VoIP via the ECF Call API and the Jingle Protocol
Collaboration via Voice over IP is gaining more and more adaption worldwide. The ever increasing number of Skype users and the growing number of VoIP providers via the regular phone infrastructure pays tribute to the success of VoIP. The eclipse platform, as an open application framework, should provide the necessary infrastructure to allow an easy integration of such services. Although the Eclipse Communication Framework (ECF) is already providing a set of interfaces to support voice communication via its call api, a concrete implementation is still missing… up until now.
The goal of this project is to create a working implementation of the ECF call api and to make use of it in a softphone application. This softphone can be realized as an Eclipse plugin or a standalone RCP application. Due to the usage of the ECF, other components like buddy lists, presents detection, file transfer etc. are already available and can be incorporated via the ECF apis.
The important part of the project is the implementation of the call api. There are various VoIP protocols in usage nowadays. From SIP to the proprietary Skype, there are many ways to transmit voice from A to B. One protocol which seems to be of special interest is the Jingle Protocol (http://www.xmpp.org/extensions/xep-0166.html). Jingle allows negotiating various means of transportation for a multitude of media types, including voice and video data. The protocol is adapted by several applications like Google Talk or Asterisk. It is based on the XMPP standard, which is already partially implemented in the ECF apis. XMPP itself originated from the jabber project and is widely accepted as an open standard for instant messaging.

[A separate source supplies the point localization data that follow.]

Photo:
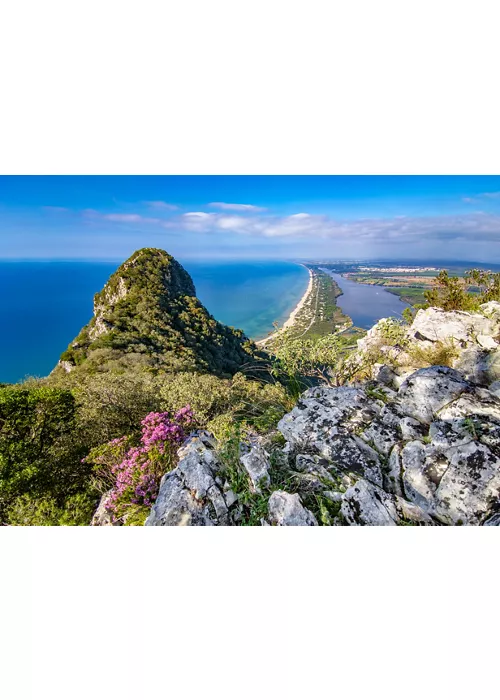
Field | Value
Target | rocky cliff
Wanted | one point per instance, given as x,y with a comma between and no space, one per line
148,315
410,445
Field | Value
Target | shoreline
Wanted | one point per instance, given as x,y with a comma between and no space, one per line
290,321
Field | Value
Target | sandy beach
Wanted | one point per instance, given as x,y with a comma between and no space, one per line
291,319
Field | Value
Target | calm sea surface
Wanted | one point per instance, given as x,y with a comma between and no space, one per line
43,305
366,303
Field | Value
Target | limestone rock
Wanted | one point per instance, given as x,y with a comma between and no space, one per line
366,504
494,520
102,516
325,422
456,485
287,509
189,495
256,464
491,310
435,324
428,390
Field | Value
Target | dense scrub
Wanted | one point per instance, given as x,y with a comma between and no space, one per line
148,315
464,293
151,355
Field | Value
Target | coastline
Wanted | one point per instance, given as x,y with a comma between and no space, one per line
293,315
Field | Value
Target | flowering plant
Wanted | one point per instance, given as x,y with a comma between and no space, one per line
131,471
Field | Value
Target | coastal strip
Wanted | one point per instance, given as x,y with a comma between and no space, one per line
292,319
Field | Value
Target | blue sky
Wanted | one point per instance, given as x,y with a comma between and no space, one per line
286,217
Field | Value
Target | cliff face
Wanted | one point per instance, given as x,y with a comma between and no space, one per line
410,446
148,315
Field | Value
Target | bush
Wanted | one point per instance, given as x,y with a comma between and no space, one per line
214,401
442,353
75,510
132,470
323,359
464,294
40,451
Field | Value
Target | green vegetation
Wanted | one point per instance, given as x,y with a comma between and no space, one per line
148,317
304,360
40,455
464,294
152,351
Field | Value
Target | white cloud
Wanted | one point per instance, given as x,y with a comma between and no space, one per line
131,219
235,207
164,206
481,197
479,226
55,210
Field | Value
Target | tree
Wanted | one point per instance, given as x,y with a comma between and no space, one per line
39,449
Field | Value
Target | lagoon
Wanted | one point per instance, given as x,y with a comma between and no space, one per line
366,303
43,305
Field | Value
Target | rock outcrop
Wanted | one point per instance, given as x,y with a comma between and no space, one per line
419,447
148,316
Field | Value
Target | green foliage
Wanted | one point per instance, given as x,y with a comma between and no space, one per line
147,316
75,510
464,294
216,402
441,353
393,331
408,315
321,359
40,451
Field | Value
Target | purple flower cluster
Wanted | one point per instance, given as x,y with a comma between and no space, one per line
136,471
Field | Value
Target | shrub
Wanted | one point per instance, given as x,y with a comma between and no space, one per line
393,331
464,294
442,353
323,359
75,510
133,471
40,450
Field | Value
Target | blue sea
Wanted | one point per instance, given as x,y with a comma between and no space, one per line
43,305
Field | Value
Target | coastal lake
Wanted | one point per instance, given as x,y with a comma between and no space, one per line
366,303
43,305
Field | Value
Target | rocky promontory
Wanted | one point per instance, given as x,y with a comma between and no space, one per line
408,445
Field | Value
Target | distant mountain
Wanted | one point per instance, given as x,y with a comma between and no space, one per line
148,316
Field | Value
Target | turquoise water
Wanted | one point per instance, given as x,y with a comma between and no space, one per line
43,305
366,303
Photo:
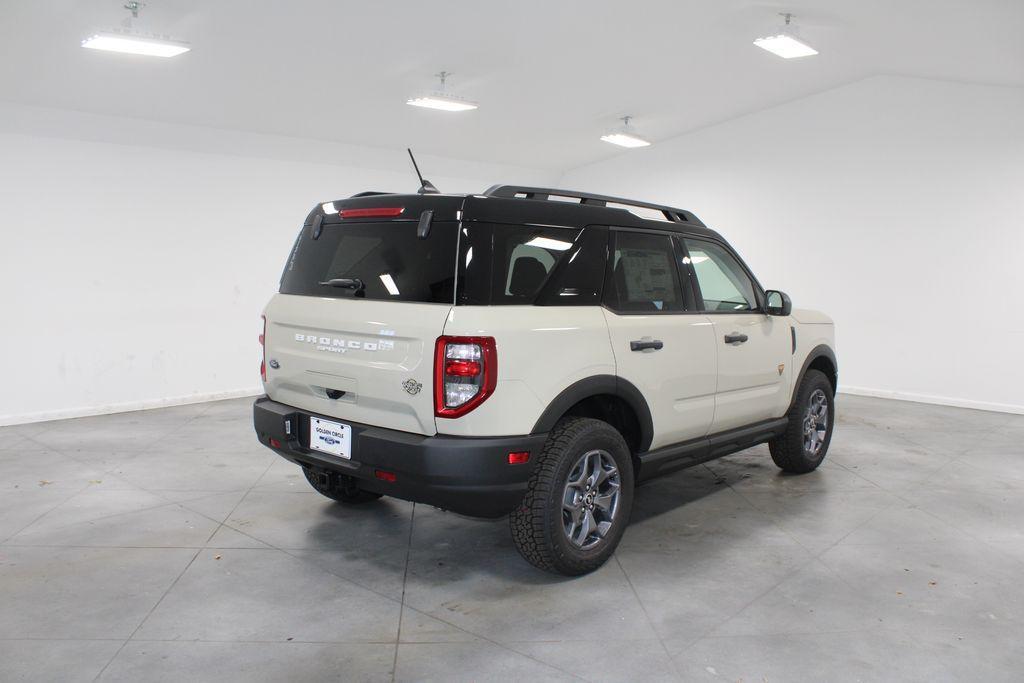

In order to use the Jingle protocol, it is intended to make use of the Smack API (http://www.igniterealtime.org/projects/smack/). Smack provides an implementation of the XMPP protocol and the Jingle extension. It is available under the Apache license.
To resume… The project will consist of two parts: Number one is to wrap the functionality of the Smack API via the ECF call api. Whereas step two involves creating a softphone application, which utilizes the call api. Since the call api is an abstraction on a concrete protocol implementation, the Jingle implementation could easily be replaced by any other protocol like Skype, SIP or Asterisk.